The experiment was a success in one way but not in another way it was not quite so much of a success. A number of dangerous errors had crept into the programme. The ultimate human being turned out to be cannibalistic in its habits and before long it had devoured the entire human race and it had become huge. It sat on top of Mount Everest, rubbing his vastly distended belly, and burping thoughtfully. It was waiting for aliens to come so it could eat them too.

 

The Evil One was to be found nowhere else but within my own skull, I realised – this was the one place I had not thought to look. ‘The Evil One, the Evil One,’ I wailed plaintively, ‘the Great Evil One has his abode within my very own skull.’ This was – I must confess – a purely theatrical response on my part. The truth of the matter was that I was rather fond of the GEO – he had his bad points of course but you always knew where you were with him and in my book this is a good thing. He is consistent, after all, and everyone like consistency. No one likes having the goal-posts rearranged at the last moment in other words and – as we all know – this is the one thing that the GEO will never do.

 

I’m at home in a World of Lies but I’m also lost in that world. I’m both at the same time! Life’s a funny old thing, isn’t it? That’s a funny old thing for sure only it isn’t really life at all but merely some kind of hideous mockery thereof. It is a ludicrous approximation of life, you might say, although ‘ludicrous’ might not be entirely the right word.

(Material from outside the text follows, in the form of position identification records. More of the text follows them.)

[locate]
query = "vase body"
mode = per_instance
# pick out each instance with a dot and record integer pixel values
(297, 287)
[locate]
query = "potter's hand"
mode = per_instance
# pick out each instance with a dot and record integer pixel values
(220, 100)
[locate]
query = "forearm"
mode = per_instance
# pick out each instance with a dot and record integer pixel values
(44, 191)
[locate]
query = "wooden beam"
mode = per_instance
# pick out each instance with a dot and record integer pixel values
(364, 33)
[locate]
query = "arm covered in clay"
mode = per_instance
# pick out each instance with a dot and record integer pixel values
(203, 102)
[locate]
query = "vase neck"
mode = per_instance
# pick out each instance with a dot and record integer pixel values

That strongly implies the possibility that you must might suddenly burst out laughing, or something like that, and there certainly isn’t any possibility of that happening. No way.

 

Our fate in the World of Lies is to wander around in a state of utter confusion that we don’t recognise as such, taking any pestilential bullshit that we might come across completely seriously. It’s not possible to take bullshit more seriously then we do. Our destiny in the World of Lies is to be solemn fools in other words, preposterously solemn fools who will never see that the joke is on them. It may not be much of a destiny of course but it is ours, and it is important that we own it!